The letter by Svetlana Shults, a Russian Orthodox believer living in Kamyshin, a town of 117,300 residents located about 200 kilometers north of Volgograd, was published in Novaya Gazeta on Monday.
Shults said she decided to appeal to Benedict after Kamyshin Mayor Alexander Chunakov told her that he would not help her find a new home even if she wrote to the pope.
Shults said her dilapidated apartment building on Molodyozhnaya Ulitsa has been scheduled for demolition since 1990, but local authorities have refused to relocate her under a federal program.
Pictures of her building published in Novaya Gazeta showed decaying walls and crumbling concrete.
Shults said Chunakov, who announced completing the town's relocation program on national television in March, has refused to help her even though he once admitted that her complaints had bothered him in his dreams.
She also accused the mayor of threatening her three sons, aged 6 to 9, by asking her, “All right, so you're bananas, but aren't you afraid for your children?”
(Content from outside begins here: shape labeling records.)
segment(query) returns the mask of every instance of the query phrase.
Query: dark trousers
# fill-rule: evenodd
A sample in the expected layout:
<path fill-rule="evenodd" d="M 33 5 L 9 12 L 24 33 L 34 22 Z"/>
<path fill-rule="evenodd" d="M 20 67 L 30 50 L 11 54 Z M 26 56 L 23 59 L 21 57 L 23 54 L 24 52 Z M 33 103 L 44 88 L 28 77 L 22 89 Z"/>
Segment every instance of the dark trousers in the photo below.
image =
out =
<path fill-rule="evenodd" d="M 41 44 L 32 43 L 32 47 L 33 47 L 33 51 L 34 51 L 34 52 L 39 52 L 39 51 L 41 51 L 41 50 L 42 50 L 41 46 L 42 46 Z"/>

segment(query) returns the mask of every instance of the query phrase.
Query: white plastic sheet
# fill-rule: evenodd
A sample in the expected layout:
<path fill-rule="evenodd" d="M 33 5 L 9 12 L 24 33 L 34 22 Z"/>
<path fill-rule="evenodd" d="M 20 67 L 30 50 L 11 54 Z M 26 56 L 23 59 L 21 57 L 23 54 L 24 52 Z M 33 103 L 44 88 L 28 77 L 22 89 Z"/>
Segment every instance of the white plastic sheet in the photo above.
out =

"My only hope is you. There is no one else I can write to," Shults wrote in her appeal to Benedict.
She also threatened to burn herself alive in public if the situation does not change, despite the fact that suicide is a cardinal sin for Orthodox believers.
A Vatican spokeswoman in Russia told The Moscow Times that the pope had not received the letter by mail yet but church officials had read it in Novaya Gazeta.
The pontiff's intervention may not be necessary.
Kamyshin's administration promised Monday that Shults would soon get new housing.
A statement signed by First Deputy Mayor Stanislav Zinchenko says "the district administration has found means to relocate residents to safe housing" by “approximately” Oct. 1.
Shults was not included in this year's relocation program because it covered residents of buildings deemed dangerous before 2007, and the building on Molodyozhnaya Ulitsa was only designated unsafe in December, not 20 years ago, the statement said.
It also said Shults had been offered new housing twice this year already but she had refused.
Shults said in her letter that both options were abandoned nonresidential places without running water and other conveniences.